For years, Uber was an investor darling. As a privately held company, it gorged on capital from venture capital firms like Benchmark and GV, mutual fund firms like Fidelity Investments, and companies like SoftBank. Its private valuation shot up from $60 million in 2011 to $76 billion by August 2018.

One growth headache was connected to Uber’s biggest investor, SoftBank. The Japanese company, which has a $100 billion Vision Fund that it uses to invest in all manner of companies, has poured capital into technology startups including Didi Chuxing, China’s biggest ride-hailing company, and 99, a transportation startup in Latin America.

In January 2018, Didi agreed to acquire 99. Both SoftBank and Didi also started directing funds toward pushing deeper into Latin America; SoftBank eventually created a new $5 billion fund earmarked specifically for investing in Latin American companies.

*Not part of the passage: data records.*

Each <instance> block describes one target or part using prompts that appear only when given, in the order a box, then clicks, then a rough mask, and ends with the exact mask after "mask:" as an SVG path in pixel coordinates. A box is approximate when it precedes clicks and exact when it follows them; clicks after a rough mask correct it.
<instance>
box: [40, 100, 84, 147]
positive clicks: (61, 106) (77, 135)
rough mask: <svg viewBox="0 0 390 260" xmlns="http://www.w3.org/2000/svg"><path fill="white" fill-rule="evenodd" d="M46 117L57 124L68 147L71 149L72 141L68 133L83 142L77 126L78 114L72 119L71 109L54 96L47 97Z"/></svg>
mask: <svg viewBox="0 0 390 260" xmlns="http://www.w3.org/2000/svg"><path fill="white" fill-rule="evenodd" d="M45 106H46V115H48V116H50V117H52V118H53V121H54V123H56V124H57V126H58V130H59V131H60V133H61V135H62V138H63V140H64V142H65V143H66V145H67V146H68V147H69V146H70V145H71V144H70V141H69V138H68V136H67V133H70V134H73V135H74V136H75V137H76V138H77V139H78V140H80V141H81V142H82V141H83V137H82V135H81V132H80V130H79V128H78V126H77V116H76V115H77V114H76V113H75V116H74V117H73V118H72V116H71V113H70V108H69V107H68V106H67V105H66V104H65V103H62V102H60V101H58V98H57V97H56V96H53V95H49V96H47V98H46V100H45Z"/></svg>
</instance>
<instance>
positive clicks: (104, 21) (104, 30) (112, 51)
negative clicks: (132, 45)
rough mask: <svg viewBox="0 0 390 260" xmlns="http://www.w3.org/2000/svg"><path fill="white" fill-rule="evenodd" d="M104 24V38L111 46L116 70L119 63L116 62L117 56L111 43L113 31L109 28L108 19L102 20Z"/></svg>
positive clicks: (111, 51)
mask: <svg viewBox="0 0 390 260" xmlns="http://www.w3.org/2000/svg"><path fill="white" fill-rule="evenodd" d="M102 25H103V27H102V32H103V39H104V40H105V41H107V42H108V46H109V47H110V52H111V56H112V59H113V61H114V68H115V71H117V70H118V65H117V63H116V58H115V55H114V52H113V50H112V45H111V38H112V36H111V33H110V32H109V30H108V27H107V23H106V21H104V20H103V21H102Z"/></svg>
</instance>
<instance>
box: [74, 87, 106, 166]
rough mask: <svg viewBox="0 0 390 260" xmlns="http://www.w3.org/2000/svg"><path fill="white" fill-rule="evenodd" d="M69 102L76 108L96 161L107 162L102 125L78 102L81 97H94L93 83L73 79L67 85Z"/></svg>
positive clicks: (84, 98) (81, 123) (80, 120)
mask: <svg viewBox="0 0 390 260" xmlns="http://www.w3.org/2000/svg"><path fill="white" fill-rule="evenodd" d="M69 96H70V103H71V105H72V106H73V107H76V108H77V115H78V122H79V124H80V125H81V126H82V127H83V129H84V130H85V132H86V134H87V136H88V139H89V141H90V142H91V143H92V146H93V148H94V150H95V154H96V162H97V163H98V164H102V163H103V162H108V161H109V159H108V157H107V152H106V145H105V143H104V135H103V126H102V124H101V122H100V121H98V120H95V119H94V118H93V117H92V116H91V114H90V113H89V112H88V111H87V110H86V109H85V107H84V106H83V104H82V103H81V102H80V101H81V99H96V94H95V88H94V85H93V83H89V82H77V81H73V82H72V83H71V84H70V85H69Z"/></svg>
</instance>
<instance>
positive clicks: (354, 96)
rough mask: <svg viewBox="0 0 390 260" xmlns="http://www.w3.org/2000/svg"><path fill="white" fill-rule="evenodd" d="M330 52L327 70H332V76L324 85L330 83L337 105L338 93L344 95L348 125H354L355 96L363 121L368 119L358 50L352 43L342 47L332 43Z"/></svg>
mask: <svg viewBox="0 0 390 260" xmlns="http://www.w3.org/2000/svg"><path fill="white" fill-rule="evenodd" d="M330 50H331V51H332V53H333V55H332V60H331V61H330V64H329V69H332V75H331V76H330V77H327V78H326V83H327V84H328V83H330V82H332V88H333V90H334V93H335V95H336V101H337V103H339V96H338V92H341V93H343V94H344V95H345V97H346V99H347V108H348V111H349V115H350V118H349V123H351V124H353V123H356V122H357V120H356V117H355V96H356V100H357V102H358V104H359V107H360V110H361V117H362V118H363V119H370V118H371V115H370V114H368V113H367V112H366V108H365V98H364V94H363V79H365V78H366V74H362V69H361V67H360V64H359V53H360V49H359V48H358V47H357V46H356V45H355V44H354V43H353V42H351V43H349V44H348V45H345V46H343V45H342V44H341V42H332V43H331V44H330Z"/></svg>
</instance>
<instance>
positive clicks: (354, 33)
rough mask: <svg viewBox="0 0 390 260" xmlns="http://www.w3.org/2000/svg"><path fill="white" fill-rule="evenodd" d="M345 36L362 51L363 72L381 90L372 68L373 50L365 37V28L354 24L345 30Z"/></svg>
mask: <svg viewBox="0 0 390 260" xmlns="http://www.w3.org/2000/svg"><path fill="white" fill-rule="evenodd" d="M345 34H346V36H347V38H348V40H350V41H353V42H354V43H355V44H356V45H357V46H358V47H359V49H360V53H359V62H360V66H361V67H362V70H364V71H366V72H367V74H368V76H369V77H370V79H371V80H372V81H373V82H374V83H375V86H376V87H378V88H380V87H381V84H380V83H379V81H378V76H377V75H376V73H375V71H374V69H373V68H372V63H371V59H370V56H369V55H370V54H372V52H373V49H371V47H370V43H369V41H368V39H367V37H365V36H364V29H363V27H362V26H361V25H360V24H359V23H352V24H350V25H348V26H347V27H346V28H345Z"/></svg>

For Uber, the timing was terrible. The region was one of its most promising growth areas and its competition had ramped up. By this February, the damage in Latin America began showing up in Uber’s results in the form of slowing growth.

Uber’s food delivery business, UberEats, was under attack as well. SoftBank had sunk hundreds of millions of dollars into DoorDash, a food delivery company in the United States. More recently, SoftBank invested $1 billion into Rappi, a food delivery company in Latin America. Uber had to spend more to battle those rivals.

SoftBank and Didi declined to comment. (Uber and Didi own shares in each other as well.)

In March, another problem cropped up. Uber’s rival in North America, Lyft, went public and promptly fell below its offering price on its second day of trading. Investors appeared skeptical about whether Lyft could make money, setting a troublesome precedent for Uber.

By the time Uber made its IPO prospectus available in April, it had already told some existing investors that its offering could value it at up to $100 billion — down from the initial $120 billion.

The company soon hit other obstacles. Earlier this month, President Donald Trump tweeted that he wanted to raise tariffs on $200 billion of Chinese goods, unsettling global stock markets. Last Wednesday, the day before Uber priced its IPO, Lyft reported a $1.14 billion loss for its first quarter, renewing questions about the health of ride-hailing businesses.

Uber’s executives, board and bankers discussed the final pricing of the stock sale last Thursday. Several board members pushed for a price at the higher end of the $44- to $50-a-share range, said the people briefed on the situation.

But Morgan Stanley, Goldman Sachs and others agreed that it needed to be lower, they said. The list of orders from potential investors, known in Wall Street jargon as the “book,” showed that the most desirable investors — the big asset managers who were most likely to hold onto the shares, even in tough times — were interested only in the lower price.

The final price: $45 a share.

On Wednesday, Uber closed at $41.29, more than 8% below its offering price.